M. Pharaon, qui s'exprimait au Grand Sérail à l'issue d'une réunion avec le Premier ministre, Tammam Salam, a affirmé qu'il faut « poursuivre le processus consensuel qui nous a permis de nous maintenir ». Il a estimé dans ce cadre que « les décisions et décrets pris en Conseil des ministres en l'absence ou malgré l'opposition déclarée de deux ou trois composantes sont un déni du consensualisme, quand bien même ils sont conformes à la Constitution et au pacte national ». Le ministre du Tourisme a ainsi fait savoir qu'il participera à la séance gouvernementale d'aujourd'hui, mais qu'il s'en retirera – comme il l'avait fait lors de la dernière réunion du Conseil des ministres – « en cas de débat portant sur un décret qui nécessite la signature du président de la République ». M. Pharaon a encore ajouté qu'il souhaite que « cette séance du cabinet soit reportée afin de préserver le climat consensuel qui a protégé l'institution constitutionnelle gouvernementale dans le passé, lors de moments critiques ». Et d'ajouter : « Le plus important est d'élire un chef de l'État pour se pencher ensuite sur les autres questions constitutionnelles fondamentales. »

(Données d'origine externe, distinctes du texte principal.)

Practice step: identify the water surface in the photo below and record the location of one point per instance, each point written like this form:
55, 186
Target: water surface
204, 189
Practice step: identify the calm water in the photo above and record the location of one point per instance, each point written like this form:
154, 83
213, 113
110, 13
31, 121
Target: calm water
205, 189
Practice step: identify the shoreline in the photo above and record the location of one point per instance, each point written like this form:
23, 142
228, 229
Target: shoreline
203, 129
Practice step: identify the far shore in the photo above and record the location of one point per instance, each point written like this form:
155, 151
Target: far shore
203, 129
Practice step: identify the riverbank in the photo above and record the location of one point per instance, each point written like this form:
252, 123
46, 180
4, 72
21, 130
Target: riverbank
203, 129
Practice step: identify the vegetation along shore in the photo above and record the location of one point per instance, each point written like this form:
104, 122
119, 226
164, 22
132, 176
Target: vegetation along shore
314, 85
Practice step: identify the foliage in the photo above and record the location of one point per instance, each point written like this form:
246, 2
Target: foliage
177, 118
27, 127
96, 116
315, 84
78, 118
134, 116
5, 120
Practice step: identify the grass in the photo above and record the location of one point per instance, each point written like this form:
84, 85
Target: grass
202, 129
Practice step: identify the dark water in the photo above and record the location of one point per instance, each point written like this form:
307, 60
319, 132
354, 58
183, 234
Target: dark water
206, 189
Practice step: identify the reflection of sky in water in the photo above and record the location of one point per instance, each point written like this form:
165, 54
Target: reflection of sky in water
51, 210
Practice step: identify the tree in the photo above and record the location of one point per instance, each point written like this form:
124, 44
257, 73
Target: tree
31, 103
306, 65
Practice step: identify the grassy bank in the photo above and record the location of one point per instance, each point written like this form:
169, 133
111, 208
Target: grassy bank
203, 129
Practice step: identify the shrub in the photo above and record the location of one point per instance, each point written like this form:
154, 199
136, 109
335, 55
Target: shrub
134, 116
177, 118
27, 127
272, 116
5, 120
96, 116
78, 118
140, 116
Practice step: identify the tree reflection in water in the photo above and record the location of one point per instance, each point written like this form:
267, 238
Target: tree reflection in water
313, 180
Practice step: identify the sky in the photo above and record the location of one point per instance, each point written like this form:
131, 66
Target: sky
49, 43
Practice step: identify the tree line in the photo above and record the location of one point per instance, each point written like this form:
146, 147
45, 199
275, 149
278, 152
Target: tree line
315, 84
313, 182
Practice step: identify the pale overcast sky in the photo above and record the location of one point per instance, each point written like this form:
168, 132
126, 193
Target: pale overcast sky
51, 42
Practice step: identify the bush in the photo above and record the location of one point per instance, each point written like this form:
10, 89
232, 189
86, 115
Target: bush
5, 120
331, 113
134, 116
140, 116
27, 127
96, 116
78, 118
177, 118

Lors du lancement de « la Charte de Beyrouth » et de l'annonce des recommandations du Congrès de la jeunesse pour la paix 2016, qui ont eu lieu au siège du ministère du Tourisme, M. Pharaon s'est par ailleurs exprimé sur la question de la suspension du dialogue, lequel « n'est pas un choix, mais un besoin, un devoir et une volonté ». « Chaque responsable doit contribuer à toute initiative qui soutient le dialogue », a-t-il en outre martelé, appelant à « libaniser les solutions ». Le ministre a estimé que celles-ci « ne peuvent être trouvées sans une poursuite du dialogue », puisque, a-t-il dit, « il n'y a pas de possibilité pour une partie de vaincre l'autre ».
Sur un autre plan, M. Pharaon s'est attardé, dans une déclaration, sur le fait que certains médias ont classé ses récentes prises de position et ses contacts avec diverses parties politiques dans la case du « rapprochement ou (de) l'éloignement avec d'autres parties ». Il a mis l'accent sur son « attachement à des relations solides avec le courant du Futur, sans pour autant appartenir à cette formation », et a en outre souligné que ses liens avec les Forces libanaises sont « stables ». M. Pharaon a également évoqué son ouverture envers le Courant patriotique libre, notamment après l'entente de ce parti avec les FL, dans le cadre d'« une possibilité de remédier à la crise gouvernementale et présidentielle », avant de conclure enfin qu'il possède « une marge de liberté dans le renforcement de la confiance et du dialogue franc et transparent ».